Baseline. A grep-agent simulation issues exact-token searches and returns matching line windows, repeated until the expected file is found or a budget is exhausted.
Treatment. A single skygrep search call retrieves the top-k JSON snippets.

For both conditions the script counts:

the size of the gathered context, in approximate tokens,
whether the expected file appears in the gathered context,
the number of tool calls used.

estimated_total_token_reduction_x adds a fixed grep-agent prompt-and-overhead estimate to each side and reports the ratio. context_token_reduction_x reports the ratio of context-only token volumes.

Run it locally:

OLLAMA_EMBED_MODEL=mxbai-embed-large \
  .venv/bin/python benchmarks/agent_context_benchmark.py

Results across top-k

top-k	recall (skygrep)	recall (grep)	estimated total-token reduction	context-token reduction	notes
5	28 / 30	30 / 30	2.66×	5.53×	Highest token efficiency; misses two expected files.
10	30 / 30	30 / 30	2.00×	2.90×	Equal recall to grep with the largest token reduction at parity.
20	30 / 30	30 / 30	1.36×	1.53×	Equal recall, smaller reduction.
50	30 / 30	30 / 30	0.67×	0.60×	Equal recall, but more tokens than the grep baseline.

Top-k 10 is the only setting in this table where skylakegrep matches grep-agent recall while keeping the estimated total-token reduction above 1×.

Reproduce a single row with:

.venv/bin/python benchmarks/agent_context_benchmark.py --top-k 10 --summary-only

Limitations

The numbers above support narrow claims only.

Not provider billing. No real coding agent is executed against a paid model in this benchmark. The total-token figure uses a fixed prompt and overhead model for the grep agent rather than a measured session.
Not an answer-quality evaluation. Recall is "did the expected file appear in the gathered context", not "is the final synthesized answer correct against a rubric".
Repository-specific task set. The 30 tasks are tied to this repository's structure and naming. Results on a different codebase may differ and should be measured on an independent task set.
Embedding model dependency. The embedding model affects retrieval quality and changes the headline numbers. The numbers above were measured with mxbai-embed-large. The current default substrate is bge-m3 (1024-d, multilingual, symmetric); re-running this bench on bge-m3 is a follow-up.
No cross-encoder rerank. The lexical reranker uses simple token and phrase overlap. A second-stage reranker over a larger candidate pool is on the roadmap and would change the trade-off curve.
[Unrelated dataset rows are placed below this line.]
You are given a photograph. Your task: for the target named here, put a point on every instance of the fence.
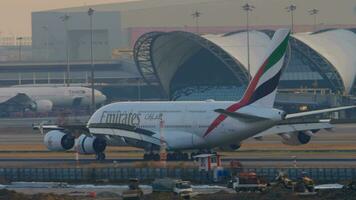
(122, 174)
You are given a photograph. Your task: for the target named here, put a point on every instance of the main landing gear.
(100, 156)
(172, 156)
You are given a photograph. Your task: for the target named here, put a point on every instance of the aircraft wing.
(130, 134)
(287, 128)
(72, 128)
(315, 112)
(21, 99)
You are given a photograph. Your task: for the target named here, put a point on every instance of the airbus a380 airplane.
(198, 125)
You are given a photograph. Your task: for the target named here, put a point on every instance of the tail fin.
(263, 87)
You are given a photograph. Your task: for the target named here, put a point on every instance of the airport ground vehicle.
(304, 184)
(183, 189)
(194, 125)
(134, 192)
(249, 181)
(180, 188)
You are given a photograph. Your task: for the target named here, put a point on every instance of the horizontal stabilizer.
(288, 128)
(315, 112)
(240, 116)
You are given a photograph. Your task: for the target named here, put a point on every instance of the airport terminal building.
(155, 51)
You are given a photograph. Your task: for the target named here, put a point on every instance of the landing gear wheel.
(156, 157)
(185, 157)
(100, 156)
(146, 157)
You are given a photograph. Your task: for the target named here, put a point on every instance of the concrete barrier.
(123, 174)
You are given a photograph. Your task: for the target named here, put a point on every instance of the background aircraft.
(44, 98)
(194, 125)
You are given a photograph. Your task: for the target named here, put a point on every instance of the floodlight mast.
(196, 15)
(291, 8)
(248, 8)
(314, 12)
(65, 19)
(93, 107)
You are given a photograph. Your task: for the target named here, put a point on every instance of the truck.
(182, 189)
(134, 192)
(249, 181)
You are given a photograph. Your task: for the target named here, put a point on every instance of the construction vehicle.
(304, 185)
(249, 181)
(182, 189)
(283, 179)
(134, 192)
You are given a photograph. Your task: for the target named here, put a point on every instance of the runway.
(24, 146)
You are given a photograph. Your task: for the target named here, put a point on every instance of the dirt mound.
(280, 194)
(12, 195)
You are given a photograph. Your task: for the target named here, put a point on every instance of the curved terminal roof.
(338, 47)
(160, 55)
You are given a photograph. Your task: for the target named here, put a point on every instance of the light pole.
(65, 19)
(45, 28)
(248, 8)
(196, 15)
(314, 12)
(19, 40)
(91, 13)
(291, 10)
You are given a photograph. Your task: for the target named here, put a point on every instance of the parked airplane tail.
(263, 87)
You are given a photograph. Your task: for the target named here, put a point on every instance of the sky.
(15, 15)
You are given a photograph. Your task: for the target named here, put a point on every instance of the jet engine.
(58, 141)
(90, 144)
(230, 147)
(297, 138)
(42, 106)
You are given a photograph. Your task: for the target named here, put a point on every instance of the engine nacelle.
(297, 138)
(43, 106)
(90, 144)
(58, 141)
(230, 147)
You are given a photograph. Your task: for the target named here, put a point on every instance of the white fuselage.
(59, 96)
(186, 123)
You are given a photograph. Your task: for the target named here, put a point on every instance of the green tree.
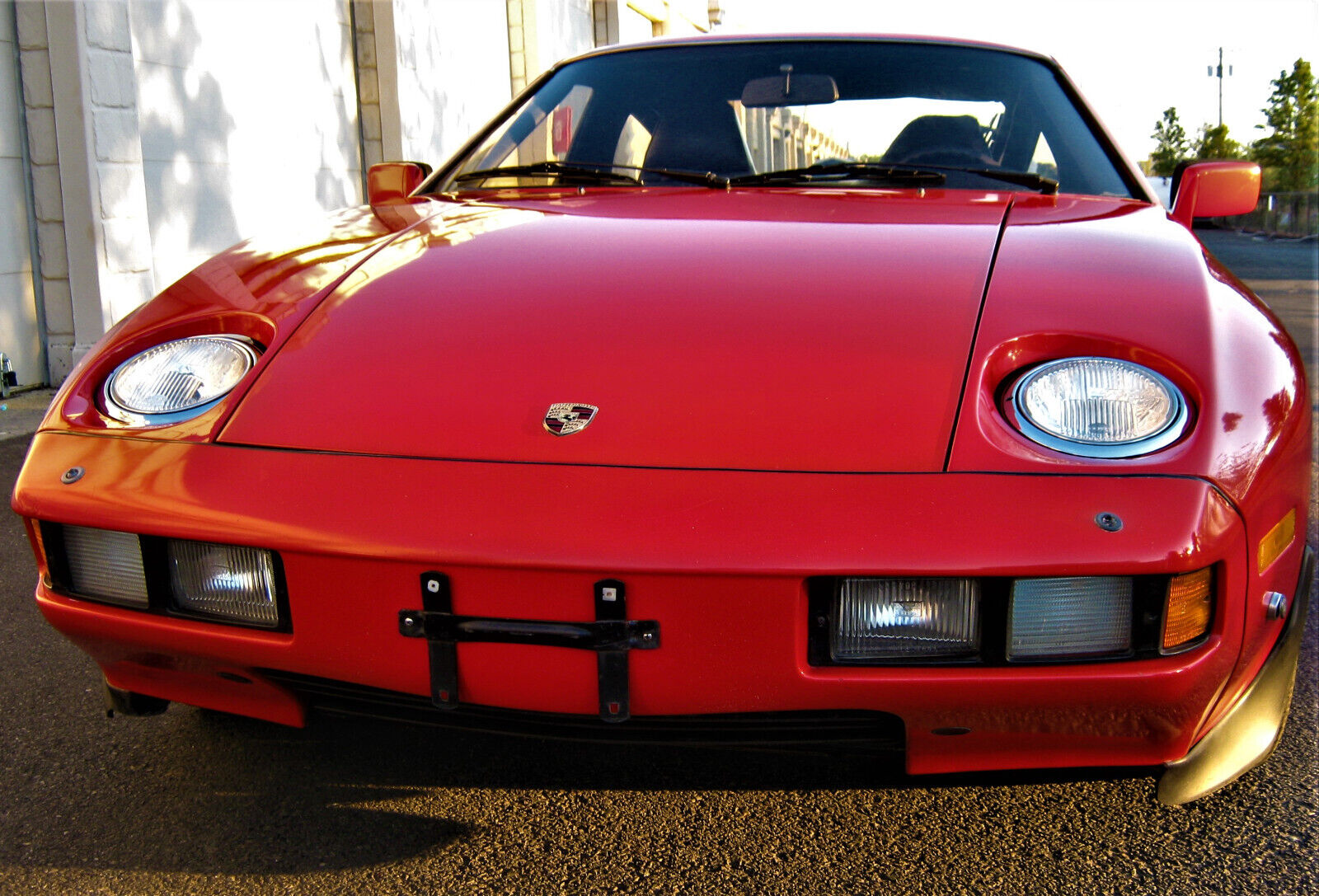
(1292, 151)
(1215, 143)
(1171, 144)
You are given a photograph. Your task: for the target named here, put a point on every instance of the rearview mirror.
(388, 182)
(1213, 189)
(789, 89)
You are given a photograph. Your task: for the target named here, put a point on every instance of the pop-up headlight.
(177, 380)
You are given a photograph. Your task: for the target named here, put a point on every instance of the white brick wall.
(242, 127)
(453, 73)
(19, 327)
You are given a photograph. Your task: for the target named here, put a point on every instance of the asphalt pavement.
(198, 803)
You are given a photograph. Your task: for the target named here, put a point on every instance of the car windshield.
(831, 114)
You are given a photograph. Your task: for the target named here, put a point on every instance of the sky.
(1131, 59)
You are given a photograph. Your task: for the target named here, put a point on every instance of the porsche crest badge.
(567, 419)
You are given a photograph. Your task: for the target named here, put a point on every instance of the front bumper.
(719, 558)
(1252, 729)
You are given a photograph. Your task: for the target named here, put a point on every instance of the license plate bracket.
(613, 636)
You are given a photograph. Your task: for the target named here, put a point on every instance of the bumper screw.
(1276, 602)
(1108, 522)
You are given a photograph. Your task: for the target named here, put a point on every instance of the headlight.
(177, 380)
(1098, 408)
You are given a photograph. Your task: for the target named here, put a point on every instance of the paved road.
(190, 803)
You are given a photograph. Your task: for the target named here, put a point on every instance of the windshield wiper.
(594, 173)
(1028, 180)
(896, 175)
(1039, 182)
(569, 171)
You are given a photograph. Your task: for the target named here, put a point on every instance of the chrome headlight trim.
(1171, 428)
(244, 354)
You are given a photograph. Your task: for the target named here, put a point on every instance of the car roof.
(824, 37)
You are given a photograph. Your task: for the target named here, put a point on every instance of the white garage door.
(19, 340)
(248, 116)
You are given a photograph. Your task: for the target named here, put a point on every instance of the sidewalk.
(21, 413)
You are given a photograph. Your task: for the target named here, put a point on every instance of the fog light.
(106, 565)
(1070, 618)
(224, 582)
(890, 619)
(1187, 610)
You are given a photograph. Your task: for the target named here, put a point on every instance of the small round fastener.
(1108, 522)
(1276, 603)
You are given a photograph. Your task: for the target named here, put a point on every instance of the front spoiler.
(1251, 730)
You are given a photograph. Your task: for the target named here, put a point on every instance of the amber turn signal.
(1186, 615)
(1279, 538)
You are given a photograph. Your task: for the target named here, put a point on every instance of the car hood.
(768, 331)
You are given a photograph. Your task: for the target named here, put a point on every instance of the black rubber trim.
(861, 729)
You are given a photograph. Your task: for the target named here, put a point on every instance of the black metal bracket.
(613, 635)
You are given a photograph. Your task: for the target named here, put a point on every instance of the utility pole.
(1219, 76)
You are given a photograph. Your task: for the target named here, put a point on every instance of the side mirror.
(1213, 189)
(391, 182)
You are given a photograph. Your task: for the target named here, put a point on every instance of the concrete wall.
(19, 331)
(453, 72)
(162, 131)
(241, 124)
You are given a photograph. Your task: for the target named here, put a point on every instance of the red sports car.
(751, 391)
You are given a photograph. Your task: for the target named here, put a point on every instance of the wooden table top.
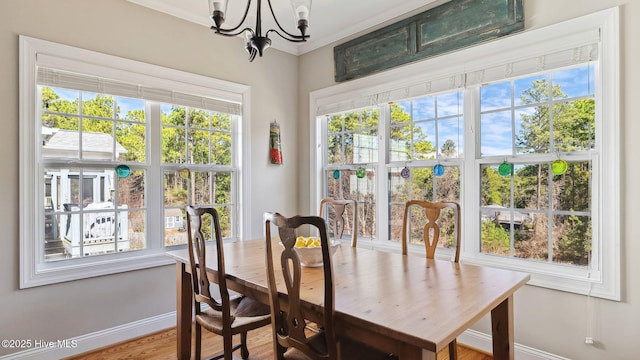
(426, 303)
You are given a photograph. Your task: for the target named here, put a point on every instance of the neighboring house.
(173, 219)
(64, 209)
(503, 216)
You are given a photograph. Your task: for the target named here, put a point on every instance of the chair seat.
(349, 350)
(244, 311)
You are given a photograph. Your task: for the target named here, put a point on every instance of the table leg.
(183, 311)
(502, 330)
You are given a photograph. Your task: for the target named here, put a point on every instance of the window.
(540, 207)
(115, 149)
(352, 147)
(522, 131)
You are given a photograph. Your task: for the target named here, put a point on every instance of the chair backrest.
(431, 231)
(289, 323)
(201, 221)
(339, 208)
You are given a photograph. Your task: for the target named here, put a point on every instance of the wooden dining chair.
(431, 235)
(338, 207)
(226, 316)
(292, 339)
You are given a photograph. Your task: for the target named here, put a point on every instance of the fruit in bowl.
(310, 252)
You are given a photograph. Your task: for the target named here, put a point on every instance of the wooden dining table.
(406, 305)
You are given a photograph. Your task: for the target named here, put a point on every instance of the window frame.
(34, 270)
(603, 280)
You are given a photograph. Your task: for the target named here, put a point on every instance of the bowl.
(312, 256)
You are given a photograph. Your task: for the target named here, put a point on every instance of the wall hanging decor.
(405, 172)
(454, 25)
(123, 171)
(505, 169)
(275, 147)
(559, 167)
(438, 170)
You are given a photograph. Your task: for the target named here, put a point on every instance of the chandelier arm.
(288, 37)
(230, 31)
(231, 34)
(291, 37)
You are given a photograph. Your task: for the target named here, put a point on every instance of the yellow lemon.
(309, 241)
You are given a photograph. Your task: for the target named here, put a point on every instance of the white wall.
(547, 320)
(117, 27)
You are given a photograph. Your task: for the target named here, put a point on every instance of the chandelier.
(255, 40)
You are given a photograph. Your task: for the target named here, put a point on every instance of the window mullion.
(382, 206)
(155, 175)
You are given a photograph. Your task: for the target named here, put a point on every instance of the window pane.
(98, 105)
(400, 143)
(424, 108)
(132, 137)
(417, 221)
(174, 147)
(175, 189)
(532, 130)
(574, 125)
(61, 101)
(572, 190)
(531, 186)
(365, 147)
(175, 227)
(130, 109)
(495, 96)
(221, 148)
(424, 137)
(572, 239)
(575, 82)
(531, 90)
(496, 133)
(334, 147)
(451, 137)
(449, 104)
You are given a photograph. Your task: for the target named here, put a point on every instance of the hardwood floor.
(162, 345)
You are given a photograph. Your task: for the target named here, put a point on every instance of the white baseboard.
(482, 341)
(103, 338)
(96, 340)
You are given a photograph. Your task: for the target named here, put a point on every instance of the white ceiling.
(329, 20)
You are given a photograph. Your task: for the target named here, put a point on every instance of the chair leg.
(228, 347)
(244, 350)
(198, 341)
(453, 350)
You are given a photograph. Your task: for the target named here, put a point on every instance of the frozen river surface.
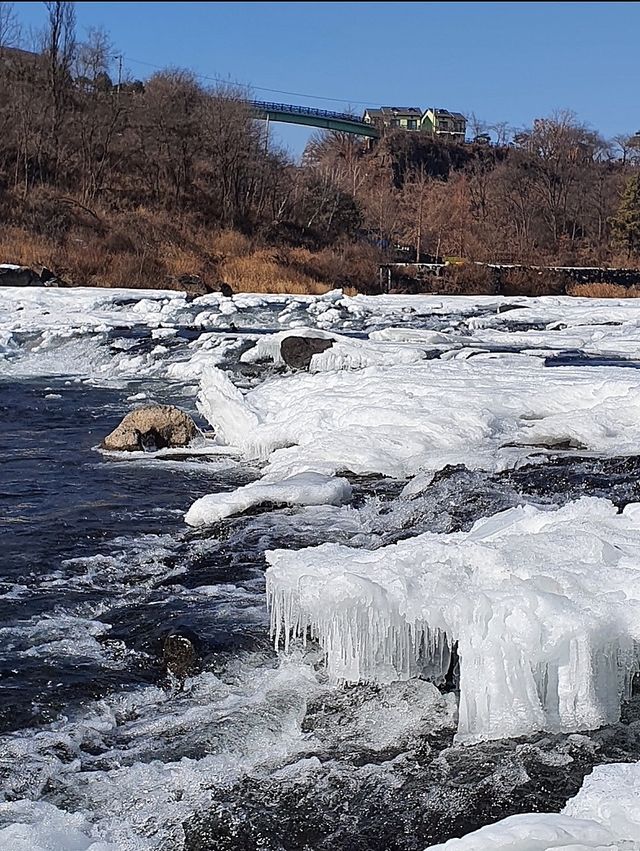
(410, 575)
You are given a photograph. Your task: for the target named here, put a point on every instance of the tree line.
(82, 148)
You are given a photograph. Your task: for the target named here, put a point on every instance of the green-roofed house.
(441, 122)
(394, 117)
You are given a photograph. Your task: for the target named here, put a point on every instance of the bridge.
(341, 122)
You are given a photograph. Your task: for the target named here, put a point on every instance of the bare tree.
(10, 30)
(59, 48)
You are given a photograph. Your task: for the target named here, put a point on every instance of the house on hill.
(441, 122)
(437, 122)
(394, 117)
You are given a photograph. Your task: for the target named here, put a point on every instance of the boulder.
(193, 285)
(178, 655)
(297, 352)
(150, 428)
(12, 275)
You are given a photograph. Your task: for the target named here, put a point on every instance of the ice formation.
(605, 814)
(397, 420)
(303, 489)
(544, 607)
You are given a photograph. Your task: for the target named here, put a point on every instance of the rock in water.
(297, 352)
(150, 428)
(178, 655)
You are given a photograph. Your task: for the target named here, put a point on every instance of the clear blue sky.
(503, 61)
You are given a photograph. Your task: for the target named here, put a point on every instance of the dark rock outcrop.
(297, 352)
(193, 285)
(151, 428)
(178, 655)
(24, 276)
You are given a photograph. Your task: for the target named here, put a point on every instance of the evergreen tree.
(626, 223)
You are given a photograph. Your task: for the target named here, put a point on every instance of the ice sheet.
(543, 607)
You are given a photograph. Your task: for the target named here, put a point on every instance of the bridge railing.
(266, 106)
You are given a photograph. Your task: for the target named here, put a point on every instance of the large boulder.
(23, 276)
(297, 352)
(150, 428)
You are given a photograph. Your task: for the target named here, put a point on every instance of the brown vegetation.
(603, 291)
(139, 184)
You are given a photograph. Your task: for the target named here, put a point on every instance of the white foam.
(303, 489)
(544, 607)
(396, 420)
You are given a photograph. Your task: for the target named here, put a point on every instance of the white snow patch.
(544, 606)
(605, 814)
(303, 489)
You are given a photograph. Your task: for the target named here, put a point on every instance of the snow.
(303, 489)
(400, 419)
(544, 607)
(605, 814)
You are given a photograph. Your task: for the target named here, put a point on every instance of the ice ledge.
(542, 606)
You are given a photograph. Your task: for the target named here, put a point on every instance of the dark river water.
(98, 569)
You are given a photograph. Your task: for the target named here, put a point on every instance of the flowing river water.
(103, 748)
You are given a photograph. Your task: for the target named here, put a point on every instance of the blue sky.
(508, 62)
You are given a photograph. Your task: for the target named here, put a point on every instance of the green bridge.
(339, 121)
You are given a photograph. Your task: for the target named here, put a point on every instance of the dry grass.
(29, 249)
(230, 243)
(532, 282)
(264, 272)
(602, 291)
(151, 248)
(464, 279)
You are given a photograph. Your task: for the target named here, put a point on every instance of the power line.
(217, 79)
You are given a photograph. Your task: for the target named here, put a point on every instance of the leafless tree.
(10, 30)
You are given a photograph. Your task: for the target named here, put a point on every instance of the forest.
(113, 181)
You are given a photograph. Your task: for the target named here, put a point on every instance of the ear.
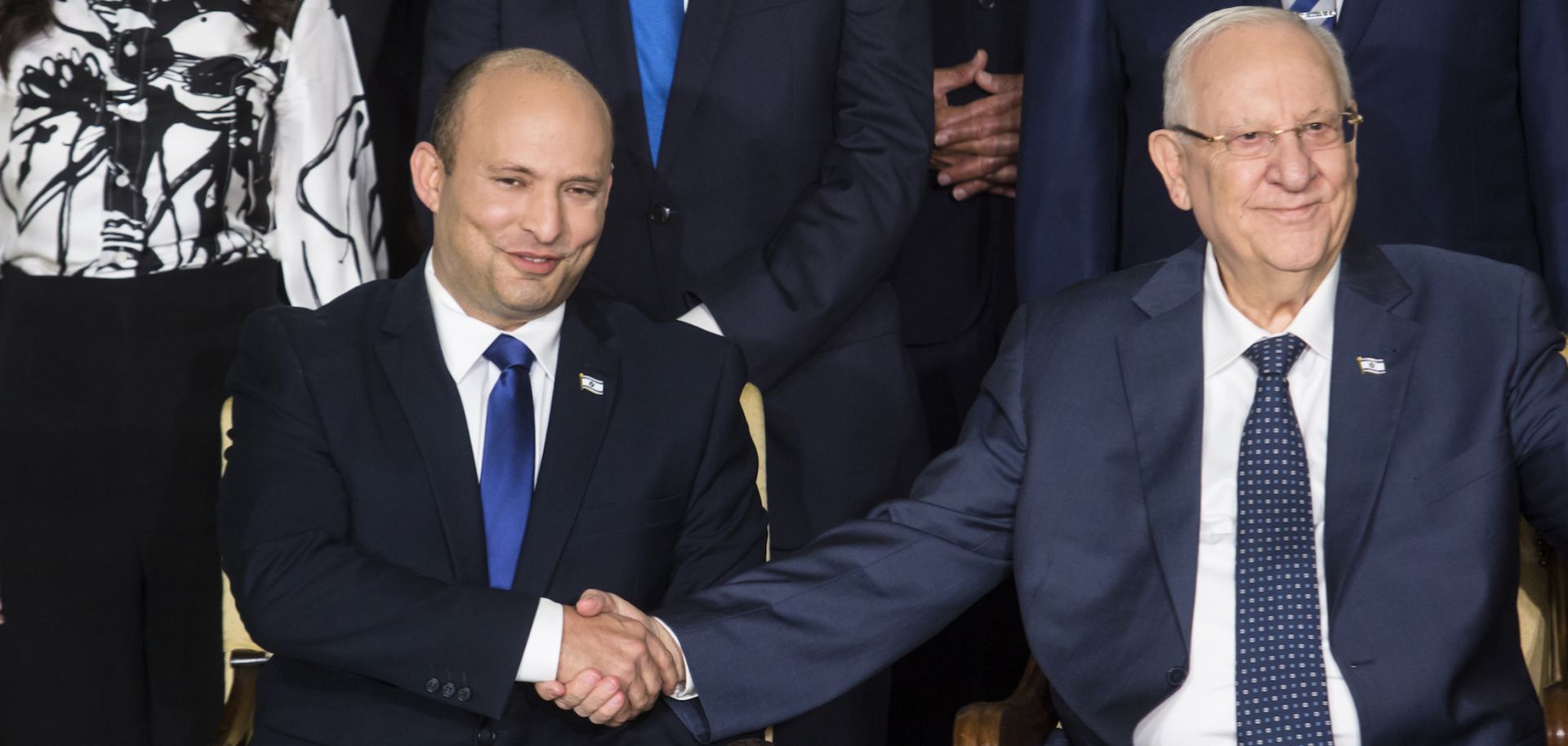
(429, 175)
(1170, 158)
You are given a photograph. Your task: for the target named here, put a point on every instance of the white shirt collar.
(1228, 333)
(463, 339)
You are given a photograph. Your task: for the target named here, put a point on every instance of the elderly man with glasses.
(1261, 492)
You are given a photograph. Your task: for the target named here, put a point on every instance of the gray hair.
(1178, 104)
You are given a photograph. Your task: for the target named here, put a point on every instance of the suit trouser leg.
(844, 434)
(109, 451)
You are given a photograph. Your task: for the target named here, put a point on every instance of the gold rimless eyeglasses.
(1316, 135)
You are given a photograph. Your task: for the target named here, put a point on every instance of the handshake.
(615, 660)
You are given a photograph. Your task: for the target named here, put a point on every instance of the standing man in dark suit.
(770, 156)
(1266, 491)
(957, 291)
(422, 466)
(1467, 112)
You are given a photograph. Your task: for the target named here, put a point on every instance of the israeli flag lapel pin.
(590, 384)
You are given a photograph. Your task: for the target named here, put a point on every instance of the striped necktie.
(1281, 688)
(507, 471)
(656, 29)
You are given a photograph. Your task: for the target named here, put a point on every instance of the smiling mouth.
(533, 264)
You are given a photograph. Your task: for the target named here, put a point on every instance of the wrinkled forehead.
(1271, 76)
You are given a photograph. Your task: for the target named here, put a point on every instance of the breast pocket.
(748, 7)
(1484, 460)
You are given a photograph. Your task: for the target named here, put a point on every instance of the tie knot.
(1274, 356)
(507, 352)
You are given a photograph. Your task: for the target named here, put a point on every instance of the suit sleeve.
(455, 33)
(1539, 414)
(1544, 104)
(1071, 149)
(843, 234)
(725, 529)
(301, 585)
(794, 633)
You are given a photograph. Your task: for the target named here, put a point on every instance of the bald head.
(526, 66)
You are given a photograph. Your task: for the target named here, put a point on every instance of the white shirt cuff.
(687, 688)
(541, 657)
(702, 318)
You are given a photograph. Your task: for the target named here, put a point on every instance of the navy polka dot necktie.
(1281, 693)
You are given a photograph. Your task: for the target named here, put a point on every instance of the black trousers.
(110, 393)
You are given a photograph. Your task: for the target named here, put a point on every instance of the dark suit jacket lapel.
(1352, 24)
(410, 354)
(571, 446)
(1162, 373)
(700, 38)
(1363, 410)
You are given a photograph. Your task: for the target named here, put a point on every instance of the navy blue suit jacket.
(1467, 107)
(792, 162)
(1079, 469)
(352, 524)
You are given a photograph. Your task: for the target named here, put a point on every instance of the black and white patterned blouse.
(149, 135)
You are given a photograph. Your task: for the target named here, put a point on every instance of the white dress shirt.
(463, 342)
(1203, 710)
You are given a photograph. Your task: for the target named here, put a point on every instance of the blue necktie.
(656, 29)
(1325, 7)
(1281, 693)
(507, 475)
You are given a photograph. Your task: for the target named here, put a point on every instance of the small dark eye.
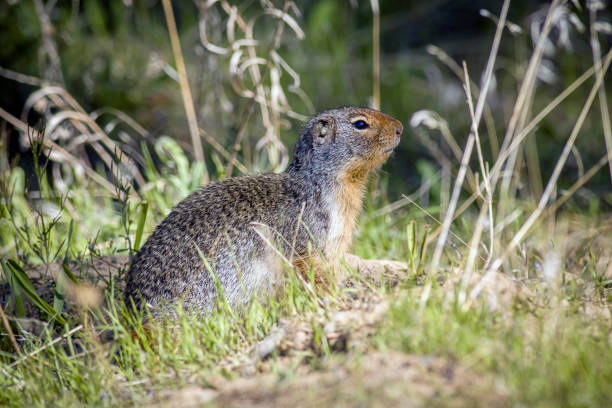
(360, 124)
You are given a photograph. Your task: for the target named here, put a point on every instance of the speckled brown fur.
(234, 222)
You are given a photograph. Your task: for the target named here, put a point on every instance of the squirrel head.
(346, 142)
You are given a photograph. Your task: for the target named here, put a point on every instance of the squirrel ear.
(324, 130)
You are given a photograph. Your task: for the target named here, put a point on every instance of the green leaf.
(144, 208)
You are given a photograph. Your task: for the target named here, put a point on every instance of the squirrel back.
(238, 232)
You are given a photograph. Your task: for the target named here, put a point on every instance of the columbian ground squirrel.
(247, 227)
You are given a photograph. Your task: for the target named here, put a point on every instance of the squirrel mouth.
(393, 146)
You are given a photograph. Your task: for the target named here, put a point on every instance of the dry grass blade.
(52, 342)
(603, 101)
(375, 54)
(551, 185)
(184, 83)
(527, 88)
(60, 152)
(467, 152)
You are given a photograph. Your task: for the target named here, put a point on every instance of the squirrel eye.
(360, 124)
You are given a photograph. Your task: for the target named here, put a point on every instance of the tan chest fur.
(344, 208)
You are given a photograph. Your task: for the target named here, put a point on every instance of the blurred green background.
(117, 54)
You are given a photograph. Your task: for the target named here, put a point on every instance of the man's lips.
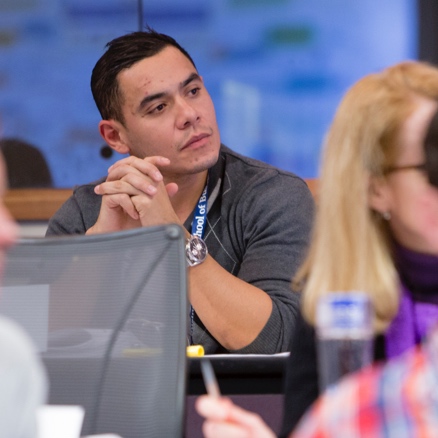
(195, 139)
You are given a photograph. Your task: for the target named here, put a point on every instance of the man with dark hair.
(247, 223)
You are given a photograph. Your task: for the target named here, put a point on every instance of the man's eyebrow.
(152, 97)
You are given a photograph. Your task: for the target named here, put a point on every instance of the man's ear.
(378, 194)
(113, 134)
Conditions for an end-to-end claim

A future end-to-end benchmark, suitable for the broader claim that skylakegrep reduces token usage in real coding-agent sessions, requires the following:

A task set of 30–50 questions or navigation tasks with expected files and rubric answers, including easy, medium, and multi-hop items.
The same model, repository commit, and system prompt across both conditions.
Per task and per condition, recorded measurements for input tokens, output tokens, tool-call/result tokens, number of tool calls, wall-clock latency, retrieval correctness, and a rubric-graded final answer score.
Two conditions: - Baseline. The agent may use exact search tools (grep, rg), file reads, and shell inspection, but not skylakegrep. - Treatment. The agent may issue one or more skygrep search calls before reading files and may verify with file reads afterwards.
The reported headline metric is end_to_end_token_reduction = baseline total tokens / treatment total tokens, reported alongside the rubric quality score on each side. A workflow that uses fewer tokens but produces a worse answer is worse, not better.

Until that benchmark is run, the claim from this repository is the narrower one stated at the top of this document: equal recall at top-k 10 with about a 2× estimated total-token reduction in a deterministic local context-gathering benchmark on this codebase.